The seaside resort at Alassio is best known for having one of the longest sandy beaches (3kms) in the eastern Liguria region on the Riviera di Ponente, but it also has a lively town centre and several historic monuments of interest. It is especially popular with Italian and French holidaymakers, and us.
The streets immediately behind the beach are largely pedestrianised, here there are lots more restaurants to choose from and plenty of shops to browse, particular on Via XX Settembre that runs parallel to the beach.
Most of the historic monuments in Alassio are churches, of which there seem to be an almost uncountable number! Individually these aren’t particularly noteworthy – apart from their doors – but they help add character to the town.There is also a small round tower right on the beach that was built to defend the town from attacks by 16th century pirates.
If it is not too hot, we generally walk a couple of kilometres south-west along the coast to the fishing village at Laigueglia which I will cover tomorrow.
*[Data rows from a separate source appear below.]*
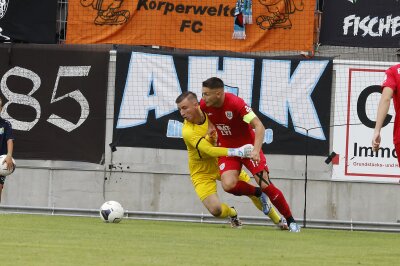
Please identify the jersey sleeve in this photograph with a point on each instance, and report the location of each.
(390, 80)
(244, 110)
(202, 105)
(8, 131)
(202, 145)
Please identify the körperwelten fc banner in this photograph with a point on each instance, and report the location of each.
(362, 23)
(196, 24)
(29, 21)
(291, 96)
(55, 99)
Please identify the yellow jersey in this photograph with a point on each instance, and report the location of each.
(203, 156)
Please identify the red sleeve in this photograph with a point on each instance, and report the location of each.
(390, 80)
(202, 105)
(241, 107)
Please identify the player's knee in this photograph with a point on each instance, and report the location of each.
(215, 211)
(228, 185)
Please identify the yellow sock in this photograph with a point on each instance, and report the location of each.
(227, 211)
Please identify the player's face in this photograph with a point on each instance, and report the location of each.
(211, 97)
(188, 109)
Or, continue a few kilometres further along this road, usually on our bikes, to reach Cervo, a picturesque fishing village.
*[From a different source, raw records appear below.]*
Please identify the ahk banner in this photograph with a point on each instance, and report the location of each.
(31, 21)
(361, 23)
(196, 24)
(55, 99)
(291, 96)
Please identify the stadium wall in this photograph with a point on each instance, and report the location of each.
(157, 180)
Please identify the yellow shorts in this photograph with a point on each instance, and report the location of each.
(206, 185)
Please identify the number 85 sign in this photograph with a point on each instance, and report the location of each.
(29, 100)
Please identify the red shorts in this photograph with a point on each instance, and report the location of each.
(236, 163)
In the second century BC, the Romans used to stop overnight here in Cervo on the Via Aurelia, at that time an important trade route leading to France and Spain. Cervo then acted as a shelter for pilgrims in the Middle Ages and is now a popular destination among 21st century travellers.
Cervo is now pretty much devoted to tourism – not surprising when you combine the pleasures of the medieval village and the coast in one destination. The old village is a very picturesque cluster of houses on a hill behind a small stony beach. A visit to the village is a lovely excursion from some of the larger resorts along this part of the coast, such as Diano Marina and Alassio.
Simply stroll along (or struggle up!) the steep and winding cobbled streets, a pedestrianised area lined with ancient stone houses and various small shops and galleries. You can also see part of the original defensive walls, built in 16th century to protect Cervo. Unsurprisingly, it’s officially classed as one of the ‘most beautiful villages of Italy’.
Continue climbing the steep streets to reach the elegant church of San Giovanni Battista (Saint John the Baptist) that stands above Cervo and has a facade that is an excellent example of the local baroque architecture.
During the summer the church is used for various musical performances. The village also plays host to many music festivals including the prestigious Annual International Festival of Chamber Music. There is also a ‘day of art’ in Cervo (the first Sunday in September) when the streets of the town turn into an open air art exhibition.
The Tourist Office in Cervo is housed in part of an 11th century castle at the top of the village, the village’s oldest building, and part of the very ancient stone tower that once stood here. A fortress was subsequently incorporated into the ancient tower and defensive walls that are still in evidence on the way back down to the sea. A church was added in 17th century, the Church of Santa Caterina d’Alessandria.
From 18th century onwards the castle no longer served any military purpose so was converted into the village hospital. It is now houses the Cervo Tourist Office and the small Museum of Ethnography which celebrates local heritage. Plenty to see and do in an afternoon, or morning here.